También ayudó a Stratton a crear una apariencia unificada y fluida en el escenario grande y expansivo el contenido que Linda Strawberry creó para la pared de video. “Tengo que agradecer mucho a Linda por crear contenido que realmente encaja con todo el programa”, dijo, y agregó: “Lo mostramos en una especie de pared de video retro-low res en el fondo del escenario que tiene una cantidad decente de transparencia. Podía soplar luz a través de él, lo cual era divertido. Linda hizo un gran trabajo y los resultados hablan por sí mismos”.

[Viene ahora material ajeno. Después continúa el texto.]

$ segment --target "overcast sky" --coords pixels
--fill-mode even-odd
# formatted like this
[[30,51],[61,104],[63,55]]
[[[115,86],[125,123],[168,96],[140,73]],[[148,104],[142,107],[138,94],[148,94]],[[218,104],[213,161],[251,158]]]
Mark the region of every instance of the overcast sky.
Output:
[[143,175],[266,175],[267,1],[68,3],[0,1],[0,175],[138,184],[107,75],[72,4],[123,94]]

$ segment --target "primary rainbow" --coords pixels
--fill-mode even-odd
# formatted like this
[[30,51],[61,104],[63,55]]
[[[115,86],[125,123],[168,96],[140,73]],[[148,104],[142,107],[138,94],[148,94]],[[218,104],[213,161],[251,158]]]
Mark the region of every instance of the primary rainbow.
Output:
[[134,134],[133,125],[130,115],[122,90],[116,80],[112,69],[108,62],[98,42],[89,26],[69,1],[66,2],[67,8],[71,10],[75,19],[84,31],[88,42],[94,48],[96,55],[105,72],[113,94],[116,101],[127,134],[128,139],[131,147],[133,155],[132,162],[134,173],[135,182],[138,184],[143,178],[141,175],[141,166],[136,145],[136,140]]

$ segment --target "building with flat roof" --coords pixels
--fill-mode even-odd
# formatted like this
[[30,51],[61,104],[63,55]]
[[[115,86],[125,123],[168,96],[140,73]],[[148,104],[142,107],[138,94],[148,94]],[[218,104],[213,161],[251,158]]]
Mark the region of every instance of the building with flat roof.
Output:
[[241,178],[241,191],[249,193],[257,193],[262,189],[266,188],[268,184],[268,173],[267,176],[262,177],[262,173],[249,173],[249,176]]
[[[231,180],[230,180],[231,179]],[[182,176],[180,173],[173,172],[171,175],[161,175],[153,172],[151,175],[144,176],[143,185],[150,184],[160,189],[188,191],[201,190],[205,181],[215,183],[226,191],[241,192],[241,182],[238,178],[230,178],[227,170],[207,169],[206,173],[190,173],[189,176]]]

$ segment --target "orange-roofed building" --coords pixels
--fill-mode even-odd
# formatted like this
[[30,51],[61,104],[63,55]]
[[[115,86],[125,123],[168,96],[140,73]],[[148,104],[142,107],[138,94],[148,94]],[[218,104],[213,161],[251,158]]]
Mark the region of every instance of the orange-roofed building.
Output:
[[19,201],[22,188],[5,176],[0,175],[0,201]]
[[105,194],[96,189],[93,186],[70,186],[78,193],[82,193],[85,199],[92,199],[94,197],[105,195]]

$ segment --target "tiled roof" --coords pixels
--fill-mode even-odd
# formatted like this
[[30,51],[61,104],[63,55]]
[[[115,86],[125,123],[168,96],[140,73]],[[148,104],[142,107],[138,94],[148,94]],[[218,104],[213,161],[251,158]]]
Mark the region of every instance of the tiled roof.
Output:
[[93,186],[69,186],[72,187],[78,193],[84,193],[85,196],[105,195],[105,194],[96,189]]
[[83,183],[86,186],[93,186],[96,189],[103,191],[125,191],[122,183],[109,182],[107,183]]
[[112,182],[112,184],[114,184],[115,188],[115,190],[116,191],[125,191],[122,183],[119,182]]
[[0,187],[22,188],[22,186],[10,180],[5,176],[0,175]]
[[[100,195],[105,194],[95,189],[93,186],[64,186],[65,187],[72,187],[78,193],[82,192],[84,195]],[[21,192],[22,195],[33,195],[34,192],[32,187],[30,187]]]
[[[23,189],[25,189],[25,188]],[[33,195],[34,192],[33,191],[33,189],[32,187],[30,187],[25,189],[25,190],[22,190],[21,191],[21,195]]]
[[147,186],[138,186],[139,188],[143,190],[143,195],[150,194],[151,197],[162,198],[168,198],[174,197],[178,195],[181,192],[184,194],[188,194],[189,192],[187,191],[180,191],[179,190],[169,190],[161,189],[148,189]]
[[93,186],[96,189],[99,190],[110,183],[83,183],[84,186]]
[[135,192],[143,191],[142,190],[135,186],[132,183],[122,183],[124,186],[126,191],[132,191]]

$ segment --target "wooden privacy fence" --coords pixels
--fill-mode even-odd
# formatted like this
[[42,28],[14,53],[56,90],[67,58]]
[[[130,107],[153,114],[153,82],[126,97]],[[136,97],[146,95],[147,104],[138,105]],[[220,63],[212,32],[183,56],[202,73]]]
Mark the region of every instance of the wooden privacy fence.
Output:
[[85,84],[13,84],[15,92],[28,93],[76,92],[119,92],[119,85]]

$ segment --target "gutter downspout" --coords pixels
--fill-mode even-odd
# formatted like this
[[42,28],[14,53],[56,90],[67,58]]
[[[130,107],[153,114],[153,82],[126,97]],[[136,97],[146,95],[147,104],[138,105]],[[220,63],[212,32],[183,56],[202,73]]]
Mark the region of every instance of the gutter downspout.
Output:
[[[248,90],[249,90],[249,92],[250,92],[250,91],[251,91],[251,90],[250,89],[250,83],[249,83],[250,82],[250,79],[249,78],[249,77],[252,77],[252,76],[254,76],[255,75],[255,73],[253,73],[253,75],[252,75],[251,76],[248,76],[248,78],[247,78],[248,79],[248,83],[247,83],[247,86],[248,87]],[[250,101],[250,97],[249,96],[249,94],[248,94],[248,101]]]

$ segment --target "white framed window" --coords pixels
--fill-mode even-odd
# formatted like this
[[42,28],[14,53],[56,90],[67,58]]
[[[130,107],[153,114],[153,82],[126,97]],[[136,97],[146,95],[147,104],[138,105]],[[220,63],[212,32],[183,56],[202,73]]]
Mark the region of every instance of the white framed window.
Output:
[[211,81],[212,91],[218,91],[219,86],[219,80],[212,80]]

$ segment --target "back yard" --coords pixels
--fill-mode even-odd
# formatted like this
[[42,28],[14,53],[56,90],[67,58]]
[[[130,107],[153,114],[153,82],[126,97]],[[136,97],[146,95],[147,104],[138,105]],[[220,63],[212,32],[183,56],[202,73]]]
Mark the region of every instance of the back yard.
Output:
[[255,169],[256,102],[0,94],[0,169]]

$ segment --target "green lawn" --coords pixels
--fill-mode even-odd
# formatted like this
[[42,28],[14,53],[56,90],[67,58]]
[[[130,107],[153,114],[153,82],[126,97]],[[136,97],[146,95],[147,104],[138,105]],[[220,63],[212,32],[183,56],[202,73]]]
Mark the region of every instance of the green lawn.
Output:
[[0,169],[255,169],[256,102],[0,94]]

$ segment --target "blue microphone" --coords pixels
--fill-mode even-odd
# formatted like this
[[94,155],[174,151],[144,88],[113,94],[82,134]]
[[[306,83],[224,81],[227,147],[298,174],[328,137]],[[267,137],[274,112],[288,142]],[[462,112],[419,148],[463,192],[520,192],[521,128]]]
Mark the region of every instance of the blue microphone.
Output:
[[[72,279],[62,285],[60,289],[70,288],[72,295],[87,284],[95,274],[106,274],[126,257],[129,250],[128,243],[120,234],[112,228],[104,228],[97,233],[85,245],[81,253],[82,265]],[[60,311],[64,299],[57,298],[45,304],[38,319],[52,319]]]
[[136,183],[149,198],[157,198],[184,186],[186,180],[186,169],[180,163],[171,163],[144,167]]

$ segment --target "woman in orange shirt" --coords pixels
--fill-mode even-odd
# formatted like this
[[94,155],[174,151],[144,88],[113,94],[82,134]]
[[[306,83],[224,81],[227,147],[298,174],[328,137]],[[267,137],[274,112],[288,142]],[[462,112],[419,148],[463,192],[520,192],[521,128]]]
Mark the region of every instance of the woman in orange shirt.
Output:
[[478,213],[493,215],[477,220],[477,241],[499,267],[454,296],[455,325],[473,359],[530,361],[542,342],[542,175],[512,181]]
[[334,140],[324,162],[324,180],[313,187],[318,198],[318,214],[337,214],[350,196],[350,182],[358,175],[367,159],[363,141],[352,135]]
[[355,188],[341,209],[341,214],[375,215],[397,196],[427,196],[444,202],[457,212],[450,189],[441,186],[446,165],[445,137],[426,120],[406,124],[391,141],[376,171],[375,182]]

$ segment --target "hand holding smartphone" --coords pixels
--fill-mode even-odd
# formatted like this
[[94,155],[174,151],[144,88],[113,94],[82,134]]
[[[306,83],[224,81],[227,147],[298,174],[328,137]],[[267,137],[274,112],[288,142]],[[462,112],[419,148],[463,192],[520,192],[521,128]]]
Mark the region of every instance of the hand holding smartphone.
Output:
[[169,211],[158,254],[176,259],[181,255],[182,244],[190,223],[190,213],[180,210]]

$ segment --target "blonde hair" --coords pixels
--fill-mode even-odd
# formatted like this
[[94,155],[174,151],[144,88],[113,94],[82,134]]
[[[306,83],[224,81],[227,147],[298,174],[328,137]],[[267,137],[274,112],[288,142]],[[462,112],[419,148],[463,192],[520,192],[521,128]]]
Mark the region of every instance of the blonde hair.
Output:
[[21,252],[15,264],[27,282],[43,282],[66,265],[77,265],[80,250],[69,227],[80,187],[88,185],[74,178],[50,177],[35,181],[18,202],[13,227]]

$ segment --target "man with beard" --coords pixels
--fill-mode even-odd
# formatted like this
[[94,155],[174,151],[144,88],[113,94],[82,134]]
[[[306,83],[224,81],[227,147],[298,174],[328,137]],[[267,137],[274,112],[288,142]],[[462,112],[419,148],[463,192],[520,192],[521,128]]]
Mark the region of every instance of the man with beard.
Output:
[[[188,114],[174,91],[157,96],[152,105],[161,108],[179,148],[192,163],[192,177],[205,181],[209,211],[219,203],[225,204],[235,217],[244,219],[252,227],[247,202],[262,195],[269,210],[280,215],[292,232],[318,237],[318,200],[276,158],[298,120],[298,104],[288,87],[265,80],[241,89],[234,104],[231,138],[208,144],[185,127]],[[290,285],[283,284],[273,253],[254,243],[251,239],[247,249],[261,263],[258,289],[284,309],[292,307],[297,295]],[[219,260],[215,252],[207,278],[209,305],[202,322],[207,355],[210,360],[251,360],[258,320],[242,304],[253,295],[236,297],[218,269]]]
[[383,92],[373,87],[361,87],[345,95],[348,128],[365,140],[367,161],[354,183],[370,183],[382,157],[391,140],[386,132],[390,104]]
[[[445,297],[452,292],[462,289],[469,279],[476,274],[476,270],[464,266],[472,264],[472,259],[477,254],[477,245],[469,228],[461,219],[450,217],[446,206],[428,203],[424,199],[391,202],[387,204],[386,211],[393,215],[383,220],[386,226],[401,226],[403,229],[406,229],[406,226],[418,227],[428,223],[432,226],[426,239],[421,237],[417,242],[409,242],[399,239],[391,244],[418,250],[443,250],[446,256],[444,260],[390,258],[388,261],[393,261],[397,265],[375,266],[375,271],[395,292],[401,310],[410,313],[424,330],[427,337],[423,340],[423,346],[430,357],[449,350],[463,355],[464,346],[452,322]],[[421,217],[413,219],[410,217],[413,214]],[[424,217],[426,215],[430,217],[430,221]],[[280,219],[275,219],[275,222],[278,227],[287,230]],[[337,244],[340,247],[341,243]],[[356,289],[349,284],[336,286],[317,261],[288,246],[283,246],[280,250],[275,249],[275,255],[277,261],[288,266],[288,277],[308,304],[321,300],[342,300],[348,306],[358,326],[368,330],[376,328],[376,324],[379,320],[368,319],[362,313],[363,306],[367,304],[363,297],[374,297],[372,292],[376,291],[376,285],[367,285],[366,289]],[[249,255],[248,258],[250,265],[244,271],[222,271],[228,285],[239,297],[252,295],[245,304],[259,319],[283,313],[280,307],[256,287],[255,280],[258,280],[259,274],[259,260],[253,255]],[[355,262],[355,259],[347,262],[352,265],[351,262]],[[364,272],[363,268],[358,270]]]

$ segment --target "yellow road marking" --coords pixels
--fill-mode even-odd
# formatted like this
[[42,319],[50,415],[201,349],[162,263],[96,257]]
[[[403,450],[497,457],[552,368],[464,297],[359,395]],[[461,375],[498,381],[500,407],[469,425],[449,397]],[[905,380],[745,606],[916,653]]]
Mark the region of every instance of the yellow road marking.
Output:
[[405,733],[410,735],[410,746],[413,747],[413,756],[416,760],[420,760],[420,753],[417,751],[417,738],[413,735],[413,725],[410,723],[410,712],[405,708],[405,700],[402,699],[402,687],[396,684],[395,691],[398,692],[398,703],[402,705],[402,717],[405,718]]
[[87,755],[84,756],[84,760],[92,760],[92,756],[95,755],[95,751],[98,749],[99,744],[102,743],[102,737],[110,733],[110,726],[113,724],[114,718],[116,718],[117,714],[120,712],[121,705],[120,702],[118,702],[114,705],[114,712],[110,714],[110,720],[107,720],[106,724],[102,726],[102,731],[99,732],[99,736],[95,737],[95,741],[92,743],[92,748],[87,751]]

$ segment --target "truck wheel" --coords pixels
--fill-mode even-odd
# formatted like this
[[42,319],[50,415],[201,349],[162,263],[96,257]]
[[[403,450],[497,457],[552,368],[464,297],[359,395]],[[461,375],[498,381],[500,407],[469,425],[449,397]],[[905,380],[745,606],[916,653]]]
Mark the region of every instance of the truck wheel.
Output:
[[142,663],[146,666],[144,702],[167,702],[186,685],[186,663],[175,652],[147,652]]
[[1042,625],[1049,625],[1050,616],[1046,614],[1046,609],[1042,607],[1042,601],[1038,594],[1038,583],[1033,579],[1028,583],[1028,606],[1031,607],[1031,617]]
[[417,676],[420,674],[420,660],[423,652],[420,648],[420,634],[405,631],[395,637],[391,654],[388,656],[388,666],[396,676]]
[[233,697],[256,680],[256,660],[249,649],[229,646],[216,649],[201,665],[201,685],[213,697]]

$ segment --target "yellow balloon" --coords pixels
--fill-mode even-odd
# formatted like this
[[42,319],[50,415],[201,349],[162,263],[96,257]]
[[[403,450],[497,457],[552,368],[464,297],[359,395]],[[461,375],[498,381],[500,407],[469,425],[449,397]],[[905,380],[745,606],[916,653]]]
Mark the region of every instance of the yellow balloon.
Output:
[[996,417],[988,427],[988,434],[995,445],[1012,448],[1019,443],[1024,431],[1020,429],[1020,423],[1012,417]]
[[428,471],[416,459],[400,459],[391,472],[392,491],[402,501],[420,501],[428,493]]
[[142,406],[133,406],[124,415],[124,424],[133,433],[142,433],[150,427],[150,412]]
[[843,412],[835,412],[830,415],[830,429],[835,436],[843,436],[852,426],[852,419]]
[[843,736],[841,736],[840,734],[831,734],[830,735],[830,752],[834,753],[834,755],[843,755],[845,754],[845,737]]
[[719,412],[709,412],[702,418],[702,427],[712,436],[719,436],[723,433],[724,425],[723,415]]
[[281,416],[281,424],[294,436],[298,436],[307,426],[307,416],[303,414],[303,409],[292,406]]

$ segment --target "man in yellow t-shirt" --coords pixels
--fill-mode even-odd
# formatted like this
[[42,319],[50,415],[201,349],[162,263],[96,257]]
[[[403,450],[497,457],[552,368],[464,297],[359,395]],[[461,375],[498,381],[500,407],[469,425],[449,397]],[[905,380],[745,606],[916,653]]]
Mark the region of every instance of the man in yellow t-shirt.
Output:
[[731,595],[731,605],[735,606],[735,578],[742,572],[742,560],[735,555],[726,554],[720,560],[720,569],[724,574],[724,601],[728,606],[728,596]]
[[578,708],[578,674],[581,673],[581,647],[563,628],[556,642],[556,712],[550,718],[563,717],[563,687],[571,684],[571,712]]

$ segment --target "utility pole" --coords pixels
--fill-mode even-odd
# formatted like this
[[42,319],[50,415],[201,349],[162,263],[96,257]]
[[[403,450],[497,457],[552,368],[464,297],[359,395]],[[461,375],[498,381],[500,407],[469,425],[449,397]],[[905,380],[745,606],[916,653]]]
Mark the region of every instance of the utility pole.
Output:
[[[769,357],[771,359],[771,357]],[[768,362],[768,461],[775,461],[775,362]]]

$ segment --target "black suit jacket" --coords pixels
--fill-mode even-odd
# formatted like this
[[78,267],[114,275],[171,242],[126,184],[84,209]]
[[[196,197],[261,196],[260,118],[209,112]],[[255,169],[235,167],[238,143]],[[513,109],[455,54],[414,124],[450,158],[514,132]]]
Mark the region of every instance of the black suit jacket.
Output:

Entre los looks que más destacaron para Stratton estaban aquellos creados cuando todos los haces de luz se enfocaban en un punto del espacio. Usó una botella de agua vacía en un pie de micrófono alto o un poste para enfocar la luz y creó lo que se puede describir mejor como una «bola de discoteca fantasma» en ese punto.
“Me encantó este look”, dijo Stratton. “Creo que viene de mis raíces de club y teatro. He hecho este tipo de cosas cientos de veces, pero nunca lo había visto hecho a este nivel con 126 luminarias”.
Tomar todo y enfocarlo en un solo punto fue, en cierto sentido, emblemático de la visión que guió el diseño de Luke Stratton para este espectáculo, una visión que tomó un escenario en expansión y lo convirtió en un solo concentrado y de vista muy poderosa.